I have a friend, we’ll call her H. H is very low-maintenance. Always there when I need her. Haven’t had a problem with her since we met in September of 2005. Some may say that I’m not the best friend to H. I’ve left her alone in the rain and at times, I’ve driven her harder than she prefers, but overall, things aren’t so bad between us. (In case you hadn’t figured it, H is my car.)
H has, what I at first believed to be, quite a cushy parking spot. She’s out of the direct sunlight most of the time, shaded by either our house, or the great mango tree in the front. She used to be happy there and I used to be happy she was there. Now, things have changed.
Iggy (and his wife/life partner) have moved in. There was no warning, no moving van, no “Hi, we’re the new neighbors”. The only way that I know that the Iggys are around is that they’ve taken to leaving presents for, or I should say on, H.

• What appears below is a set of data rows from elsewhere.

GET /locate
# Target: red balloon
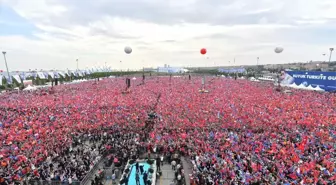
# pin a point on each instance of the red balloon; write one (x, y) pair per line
(203, 51)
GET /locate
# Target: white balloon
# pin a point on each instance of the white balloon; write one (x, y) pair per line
(128, 50)
(278, 50)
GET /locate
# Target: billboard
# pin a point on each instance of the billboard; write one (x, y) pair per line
(324, 80)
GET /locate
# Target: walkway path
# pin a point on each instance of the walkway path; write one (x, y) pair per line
(187, 169)
(167, 176)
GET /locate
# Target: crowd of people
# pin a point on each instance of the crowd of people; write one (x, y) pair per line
(240, 132)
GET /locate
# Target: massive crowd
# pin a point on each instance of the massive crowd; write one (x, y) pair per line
(240, 132)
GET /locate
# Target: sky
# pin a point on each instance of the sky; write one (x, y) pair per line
(52, 34)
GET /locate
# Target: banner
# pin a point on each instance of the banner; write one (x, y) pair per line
(232, 70)
(324, 80)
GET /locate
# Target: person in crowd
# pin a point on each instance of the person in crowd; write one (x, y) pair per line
(137, 178)
(239, 133)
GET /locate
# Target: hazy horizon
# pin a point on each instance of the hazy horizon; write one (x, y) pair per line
(52, 34)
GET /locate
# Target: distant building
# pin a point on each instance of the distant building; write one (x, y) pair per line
(171, 70)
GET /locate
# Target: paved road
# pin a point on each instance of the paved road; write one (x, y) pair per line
(167, 177)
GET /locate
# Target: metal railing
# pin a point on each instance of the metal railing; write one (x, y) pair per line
(46, 182)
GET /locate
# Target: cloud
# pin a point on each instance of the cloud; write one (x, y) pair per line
(169, 32)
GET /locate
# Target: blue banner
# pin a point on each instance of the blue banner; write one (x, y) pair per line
(324, 80)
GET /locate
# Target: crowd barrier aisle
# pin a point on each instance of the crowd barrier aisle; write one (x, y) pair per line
(93, 170)
(45, 182)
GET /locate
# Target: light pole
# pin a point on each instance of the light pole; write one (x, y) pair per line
(331, 50)
(4, 53)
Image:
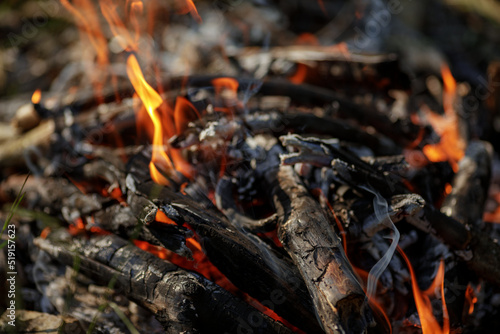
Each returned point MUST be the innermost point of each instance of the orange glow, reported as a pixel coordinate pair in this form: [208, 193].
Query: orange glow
[471, 299]
[116, 194]
[78, 227]
[117, 26]
[45, 233]
[492, 217]
[162, 218]
[300, 74]
[189, 7]
[87, 20]
[270, 313]
[151, 100]
[136, 9]
[36, 97]
[227, 90]
[448, 188]
[88, 24]
[184, 113]
[451, 147]
[307, 39]
[362, 275]
[424, 308]
[222, 84]
[322, 6]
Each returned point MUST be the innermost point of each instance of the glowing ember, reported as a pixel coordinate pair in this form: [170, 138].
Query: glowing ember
[151, 100]
[222, 84]
[36, 97]
[451, 147]
[300, 74]
[189, 7]
[184, 113]
[471, 299]
[424, 308]
[162, 217]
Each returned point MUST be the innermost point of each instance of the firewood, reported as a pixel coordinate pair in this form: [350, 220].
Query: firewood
[470, 185]
[226, 203]
[182, 301]
[266, 272]
[309, 239]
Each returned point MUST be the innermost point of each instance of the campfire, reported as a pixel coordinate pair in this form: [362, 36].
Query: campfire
[252, 167]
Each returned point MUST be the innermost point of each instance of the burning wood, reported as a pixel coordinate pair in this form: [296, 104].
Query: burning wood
[306, 186]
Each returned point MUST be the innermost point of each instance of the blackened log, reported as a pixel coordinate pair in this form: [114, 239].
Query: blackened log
[227, 204]
[402, 131]
[309, 239]
[183, 301]
[254, 268]
[122, 221]
[300, 122]
[470, 185]
[472, 245]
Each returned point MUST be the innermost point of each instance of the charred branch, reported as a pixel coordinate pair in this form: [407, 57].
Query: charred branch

The Iggys have made a residence in the mango tree. For the most part, they’re quiet neighbors and you wouldn’t even know they’re there except for one glaring huge middle iguana finger thrust at me on a daily basis….
THEY SHIT ON MY CAR!
I will soon wash the paint off of H because of the daily washing that she needs because the Iggys are disgusting pigs. If you weren’t aware, iguanas poop in much the same way as birds. LARGE birds! Every morning I go out to my car, half asleep, to find the present of the day. Today, it looked as though the Iggys put in a joint effort. There’s a large section of my back window that I cannot see out of. It’s gross. It’s annoying. It’s offending. Some folks want to call someone to take them away, but as I believe that the Iggy family are all either spies or CIA agents, or Jack Bauers in training, they are never seen.
Now, I am angry. Do not look for me, do not call me, for I will not be around. I am becoming one with the Iggy family. I will hold vigil in my front yard with the necessary equipment to remove the crapmakers. I will think like them, I will look like them, I will eat like them, and I will kill them. Hopefully before I poop on someone else’s car.